Dass Kleinere und Größere gemeinsam lernen, hilft nicht nur bei der Stoffvermittlung, sondern auch beim Einüben der alltäglichen Regeln und Abläufe. So erfahren die Jüngsten quasi nebenbei, wie der Klassenrat funktioniert. In einer reinen Anfängerklasse, meint Mittrowann, ließe sich Mitbestimmung wohl nur in kleinen Schritten einführen. Aber in den altersgemischten Gruppen erleben die Kleinen gleich das volle Programm. „Sie inhalieren das“, sagt die Rektorin. „Sie trauen sich nach und nach mehr zu.“ Als Chefin der Schule hat die 63-Jährige im Zweifelsfall das letzte Wort. Doch zumindest innerhalb des gesetzlichen Rahmens versucht sie, auch im Kollegium so viel Demokratie wie möglich zu praktizieren.

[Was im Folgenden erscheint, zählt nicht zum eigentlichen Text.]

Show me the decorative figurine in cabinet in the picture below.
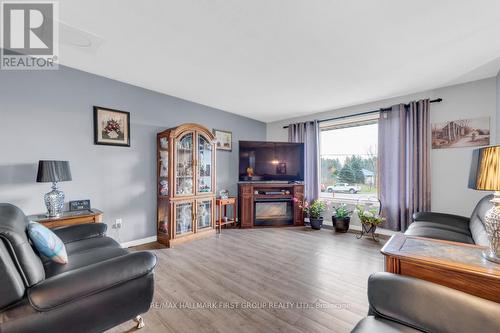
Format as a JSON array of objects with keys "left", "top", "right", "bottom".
[{"left": 157, "top": 123, "right": 216, "bottom": 247}]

Das bestätigt auch Klassenleiterin Jana Hollmann (29). Was sie sich aber noch wünscht: „mehr Personal, mit hundert Ausrufezeichen!“ In jeder Stunde Doppelbesetzung – „das wäre ein Traum.“ In den altersgemischten Klassen allen gerecht zu werden: „Diesen Spagat zu schaffen, das ist schon schwierig.“ Vor allem ganz allein mit 22 Kindern. Auf jeden Fall findet Hollmann es „superschön, wie die Kleinen untereinander lernen“. Und „toll, dass sie mitbestimmen können“.

„Sie merken, dass sie etwas erreichen können. Sie hinterfragen und diskutieren, sie lernen demokratische Strukturen kennen.“ (Ute Mittrowann)

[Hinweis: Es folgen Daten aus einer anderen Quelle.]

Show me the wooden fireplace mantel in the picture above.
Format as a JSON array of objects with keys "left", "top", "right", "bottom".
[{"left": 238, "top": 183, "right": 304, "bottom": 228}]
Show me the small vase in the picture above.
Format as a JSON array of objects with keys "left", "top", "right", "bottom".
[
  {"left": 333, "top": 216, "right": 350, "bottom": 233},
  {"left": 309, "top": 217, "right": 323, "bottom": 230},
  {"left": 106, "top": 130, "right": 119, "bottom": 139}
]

Als die Marktschule 2003 die Klassenfamilien einführte, waren nicht alle Lehrkräfte davon angetan. Es war ja auch eine große Umwälzung. Mittrowann: „Wir mussten einen Perspektivwandel durchmachen: den Kindern mehr zutrauen und uns in die zweite Reihe stellen. Dieses Loslassen erfordert eine große Portion Mut.“ Die Schulleitung half damals den Skeptikern, an andere Standorte zu wechseln. „Aber umgekehrt gab es auch etliche Kolleginnen, die aufgrund unseres Konzepts zu uns gekommen sind.“

Natürlich hatten auch manche Eltern anfangs Bedenken, gerade unter den vielen Migranten in Bremerhaven-Lehe. „Inzwischen stoßen wir auf sehr gute Resonanz der Eltern“, berichtet Mittrowann. Und von den weiterführenden Schulen bekommt sie Rückmeldungen, dass die Marktschul-Abgänger zwar „keine Überflieger sind, aber sehr selbstbewusste und soziale Kinder“.

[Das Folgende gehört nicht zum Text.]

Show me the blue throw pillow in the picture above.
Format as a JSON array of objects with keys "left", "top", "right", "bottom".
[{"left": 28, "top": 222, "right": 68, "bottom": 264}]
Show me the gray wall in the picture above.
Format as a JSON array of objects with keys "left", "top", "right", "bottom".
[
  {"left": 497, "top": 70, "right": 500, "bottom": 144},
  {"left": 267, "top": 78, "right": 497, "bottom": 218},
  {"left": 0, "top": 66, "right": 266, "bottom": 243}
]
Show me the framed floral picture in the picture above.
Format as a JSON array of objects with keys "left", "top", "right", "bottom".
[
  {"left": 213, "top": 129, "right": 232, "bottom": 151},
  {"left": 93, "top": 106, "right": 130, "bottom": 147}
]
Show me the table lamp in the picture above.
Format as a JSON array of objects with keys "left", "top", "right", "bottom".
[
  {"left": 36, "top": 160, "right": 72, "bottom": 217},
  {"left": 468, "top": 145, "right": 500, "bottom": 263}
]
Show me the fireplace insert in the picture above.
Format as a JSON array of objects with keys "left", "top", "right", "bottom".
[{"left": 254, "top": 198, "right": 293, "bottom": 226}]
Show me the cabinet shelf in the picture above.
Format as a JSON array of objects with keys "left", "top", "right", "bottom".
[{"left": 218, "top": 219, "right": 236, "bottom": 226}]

Das spürt man auch, wenn man sich mit Klassensprecherinnen unterhält. Die zehnjährige Marie findet es gut, „dass man mitreden darf und dass man den Kleinen helfen kann. Meine Eltern sind sehr stolz auf mich“. Lara, ebenfalls zehn, wie fast alle Klassensprecher und -sprecherinnen, redet wie eine Große über ihr Amt: „Ich bin dadurch selbstbewusster geworden, ich traue mich mehr.“

Manchmal wird es den Kindern aber auch zu viel mit der ganzen Mitbestimmung. „Frau Mittrowann, kannst du das nicht einfach bestimmen?“, wird die Rektorin gelegentlich gefragt. Ihre Antwort aus voller Überzeugung: „Nee, mach‘ ich nicht.“ Selbstverständlich, sagt sie, „können Kinder nicht alles entscheiden, weil sie nicht immer den nötigen Überblick haben“. Doch schon in jungen Jahren könnten sie Verantwortung übernehmen und Selbstwirksamkeit spüren. „Sie merken, dass sie etwas erreichen können. Sie hinterfragen und diskutieren, sie lernen demokratische Strukturen kennen.“ Samt der nötigen Geduld bei schwierigen Entscheidungsprozessen – auch wenn es dabei „nur“ um Eisbären oder Seepocken geht.